There are also three forms of “you” in Italian. There is singular informal (tu), singular formal (lei) and plural (voi).

Fai il/la bravo/a (Be good! — If you are speaking to one person that is your friend or family member.)

Fate i/le bravi/e (Be good! — If you are speaking to more than one person.)

It would be very unusual to use this somewhat playful form of goodbye with a superior. It would be like telling your boss, “Behave yourself” as she leaves for lunch. Therefore, we very rarely use the formal you version below:

Faccia il/la bravo/a

9) Addio (Farewell)

Now, here is one dramatic word. Addio is for serious situations in which you will probably never see the person to whom you are speaking again. Similar to “farewell” in English, addio is a word that will make you sound like Scarlett O’Hara swanning around her antebellum mansion.

For example, if you are on a ship departing the port of Naples for the Americas, you may shout to your remaining family members, “Addio, addio!” You might even wave a handkerchief for an added flourish.

Just keep in mind that while adios (goodbye) is a common daily expression in Spanish, addio is for truly cinematic moments in Italian.

10. Buona giornata/Buona serata (Have a nice day/Have a nice evening)

Finally, the most common way to bid a formal goodbye in Italian is to simply say buona giornata (have a nice day) or buona serata (have a nice evening).

The time of day is important to consider when selecting which salutation to use. If it is before 2:00 p.m., you can say buona giornata. If it is after 2:00 p.m., you say buona serata.

This is used in place of or in addition to arrivederci. For example, if you have bought something from the local butcher, you may say upon exiting the store, “Grazie, buona giornata” (“Thank you, have a nice day”).
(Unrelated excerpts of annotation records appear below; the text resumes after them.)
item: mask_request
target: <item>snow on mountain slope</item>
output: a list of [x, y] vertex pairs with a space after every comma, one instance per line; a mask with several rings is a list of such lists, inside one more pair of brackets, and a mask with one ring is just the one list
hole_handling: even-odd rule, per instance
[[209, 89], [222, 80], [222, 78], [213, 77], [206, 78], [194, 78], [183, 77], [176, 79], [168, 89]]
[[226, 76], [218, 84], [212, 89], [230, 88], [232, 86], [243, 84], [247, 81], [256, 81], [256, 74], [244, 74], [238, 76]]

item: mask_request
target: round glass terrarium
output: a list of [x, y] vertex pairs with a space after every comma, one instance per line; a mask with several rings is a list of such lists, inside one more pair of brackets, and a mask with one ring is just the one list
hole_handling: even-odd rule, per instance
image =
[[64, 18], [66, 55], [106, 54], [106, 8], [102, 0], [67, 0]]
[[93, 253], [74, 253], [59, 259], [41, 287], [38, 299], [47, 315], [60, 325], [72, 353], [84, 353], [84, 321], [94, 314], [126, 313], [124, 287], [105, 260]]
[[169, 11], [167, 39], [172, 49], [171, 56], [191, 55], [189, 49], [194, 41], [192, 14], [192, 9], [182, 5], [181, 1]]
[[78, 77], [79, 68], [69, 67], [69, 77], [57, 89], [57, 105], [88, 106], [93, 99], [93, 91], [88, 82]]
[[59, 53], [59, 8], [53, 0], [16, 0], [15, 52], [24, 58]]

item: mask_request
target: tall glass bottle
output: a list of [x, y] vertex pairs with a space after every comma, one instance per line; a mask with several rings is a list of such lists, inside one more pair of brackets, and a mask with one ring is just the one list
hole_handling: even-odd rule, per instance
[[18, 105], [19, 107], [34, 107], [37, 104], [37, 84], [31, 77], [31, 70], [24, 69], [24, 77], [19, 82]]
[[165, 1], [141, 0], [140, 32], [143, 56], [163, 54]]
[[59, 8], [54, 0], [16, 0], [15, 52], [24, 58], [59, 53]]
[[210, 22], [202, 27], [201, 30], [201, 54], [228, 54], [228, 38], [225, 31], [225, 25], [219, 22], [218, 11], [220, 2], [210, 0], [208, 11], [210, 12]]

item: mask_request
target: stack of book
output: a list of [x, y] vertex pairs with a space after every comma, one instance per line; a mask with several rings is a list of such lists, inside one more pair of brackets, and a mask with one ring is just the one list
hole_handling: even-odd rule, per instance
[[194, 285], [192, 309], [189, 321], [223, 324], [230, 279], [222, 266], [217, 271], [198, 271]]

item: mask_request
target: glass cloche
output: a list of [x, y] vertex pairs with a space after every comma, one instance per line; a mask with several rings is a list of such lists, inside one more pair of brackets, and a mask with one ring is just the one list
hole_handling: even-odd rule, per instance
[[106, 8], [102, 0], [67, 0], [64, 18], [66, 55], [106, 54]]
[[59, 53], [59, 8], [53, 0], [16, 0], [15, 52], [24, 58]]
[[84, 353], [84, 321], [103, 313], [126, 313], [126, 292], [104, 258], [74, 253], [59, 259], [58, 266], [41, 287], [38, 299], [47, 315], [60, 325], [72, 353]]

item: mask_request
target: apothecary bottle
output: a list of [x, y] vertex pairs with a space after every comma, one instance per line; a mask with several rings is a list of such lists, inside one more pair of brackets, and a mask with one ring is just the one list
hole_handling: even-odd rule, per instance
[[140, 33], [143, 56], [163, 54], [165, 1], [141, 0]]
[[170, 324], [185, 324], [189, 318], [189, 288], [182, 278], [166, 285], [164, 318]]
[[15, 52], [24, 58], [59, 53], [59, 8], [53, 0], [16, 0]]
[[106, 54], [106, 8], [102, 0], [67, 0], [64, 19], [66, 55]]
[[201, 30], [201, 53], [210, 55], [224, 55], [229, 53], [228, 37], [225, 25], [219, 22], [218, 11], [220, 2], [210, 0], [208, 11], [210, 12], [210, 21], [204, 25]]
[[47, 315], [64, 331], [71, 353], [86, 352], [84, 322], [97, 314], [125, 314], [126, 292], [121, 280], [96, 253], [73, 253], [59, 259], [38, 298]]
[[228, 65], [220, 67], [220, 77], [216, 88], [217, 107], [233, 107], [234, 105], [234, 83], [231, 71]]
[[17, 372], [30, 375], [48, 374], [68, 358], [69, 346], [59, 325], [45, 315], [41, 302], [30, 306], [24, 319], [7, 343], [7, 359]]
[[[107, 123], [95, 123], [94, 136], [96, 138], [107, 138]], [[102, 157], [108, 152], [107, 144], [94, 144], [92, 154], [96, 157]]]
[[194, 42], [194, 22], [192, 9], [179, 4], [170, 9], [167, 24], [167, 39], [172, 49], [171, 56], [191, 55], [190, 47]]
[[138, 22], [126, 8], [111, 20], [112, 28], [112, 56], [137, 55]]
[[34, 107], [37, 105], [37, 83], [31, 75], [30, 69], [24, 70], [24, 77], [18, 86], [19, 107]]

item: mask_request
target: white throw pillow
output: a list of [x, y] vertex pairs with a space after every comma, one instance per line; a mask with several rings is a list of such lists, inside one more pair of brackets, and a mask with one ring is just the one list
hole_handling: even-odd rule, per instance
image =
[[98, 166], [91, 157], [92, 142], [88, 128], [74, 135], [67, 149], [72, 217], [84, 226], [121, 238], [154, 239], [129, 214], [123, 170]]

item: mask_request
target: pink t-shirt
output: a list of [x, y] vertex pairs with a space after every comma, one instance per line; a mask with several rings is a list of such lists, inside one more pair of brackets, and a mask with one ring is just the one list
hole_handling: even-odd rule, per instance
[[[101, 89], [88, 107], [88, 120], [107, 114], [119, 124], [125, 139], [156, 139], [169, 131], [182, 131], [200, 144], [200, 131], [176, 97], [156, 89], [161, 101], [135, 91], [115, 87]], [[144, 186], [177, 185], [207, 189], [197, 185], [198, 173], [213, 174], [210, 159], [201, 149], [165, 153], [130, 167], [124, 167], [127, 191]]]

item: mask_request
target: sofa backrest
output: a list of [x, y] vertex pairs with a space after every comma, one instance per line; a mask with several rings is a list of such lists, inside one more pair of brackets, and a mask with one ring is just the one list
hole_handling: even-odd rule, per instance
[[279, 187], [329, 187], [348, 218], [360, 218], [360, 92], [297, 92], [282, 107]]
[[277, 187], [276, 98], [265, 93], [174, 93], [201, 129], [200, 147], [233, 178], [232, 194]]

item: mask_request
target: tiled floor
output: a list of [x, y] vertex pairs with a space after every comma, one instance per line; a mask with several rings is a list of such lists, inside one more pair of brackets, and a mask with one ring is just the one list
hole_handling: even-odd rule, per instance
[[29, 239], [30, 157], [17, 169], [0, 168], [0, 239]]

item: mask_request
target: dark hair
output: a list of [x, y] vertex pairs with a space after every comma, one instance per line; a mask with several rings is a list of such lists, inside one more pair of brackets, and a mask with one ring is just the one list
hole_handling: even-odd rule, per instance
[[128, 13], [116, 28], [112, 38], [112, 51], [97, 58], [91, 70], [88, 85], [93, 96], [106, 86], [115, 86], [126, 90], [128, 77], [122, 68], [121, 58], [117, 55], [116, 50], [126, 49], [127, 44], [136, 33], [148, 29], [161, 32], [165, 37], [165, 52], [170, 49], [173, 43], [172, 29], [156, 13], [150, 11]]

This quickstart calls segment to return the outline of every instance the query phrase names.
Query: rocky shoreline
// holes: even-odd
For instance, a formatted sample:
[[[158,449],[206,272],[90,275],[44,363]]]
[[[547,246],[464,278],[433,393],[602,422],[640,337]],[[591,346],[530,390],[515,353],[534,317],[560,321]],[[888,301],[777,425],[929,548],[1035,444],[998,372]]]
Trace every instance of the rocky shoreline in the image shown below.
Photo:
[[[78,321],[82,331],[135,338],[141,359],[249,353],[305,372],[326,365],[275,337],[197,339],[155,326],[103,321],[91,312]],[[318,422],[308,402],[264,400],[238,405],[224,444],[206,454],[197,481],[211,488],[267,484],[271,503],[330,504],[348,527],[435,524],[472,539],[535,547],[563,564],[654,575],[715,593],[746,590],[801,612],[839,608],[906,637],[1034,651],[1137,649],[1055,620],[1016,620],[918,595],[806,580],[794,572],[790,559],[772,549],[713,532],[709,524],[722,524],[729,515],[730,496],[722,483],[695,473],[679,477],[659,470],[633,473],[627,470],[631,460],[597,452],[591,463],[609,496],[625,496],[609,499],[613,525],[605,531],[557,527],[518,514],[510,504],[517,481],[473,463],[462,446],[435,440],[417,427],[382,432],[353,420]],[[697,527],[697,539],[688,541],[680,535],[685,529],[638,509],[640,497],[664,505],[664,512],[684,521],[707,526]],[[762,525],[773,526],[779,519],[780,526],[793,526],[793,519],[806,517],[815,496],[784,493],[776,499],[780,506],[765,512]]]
You may also use these phrases with your supervisor at work as she leaves for the evening, saying “Arrivederci, buona serata” (“Goodbye, have a good evening”).


Once you are thrust into a new social situation in Italy, the correct words for goodbye will come naturally, but practicing ahead of time always helps.

Just remember your audience and know that most goodbyes in Italy take forever!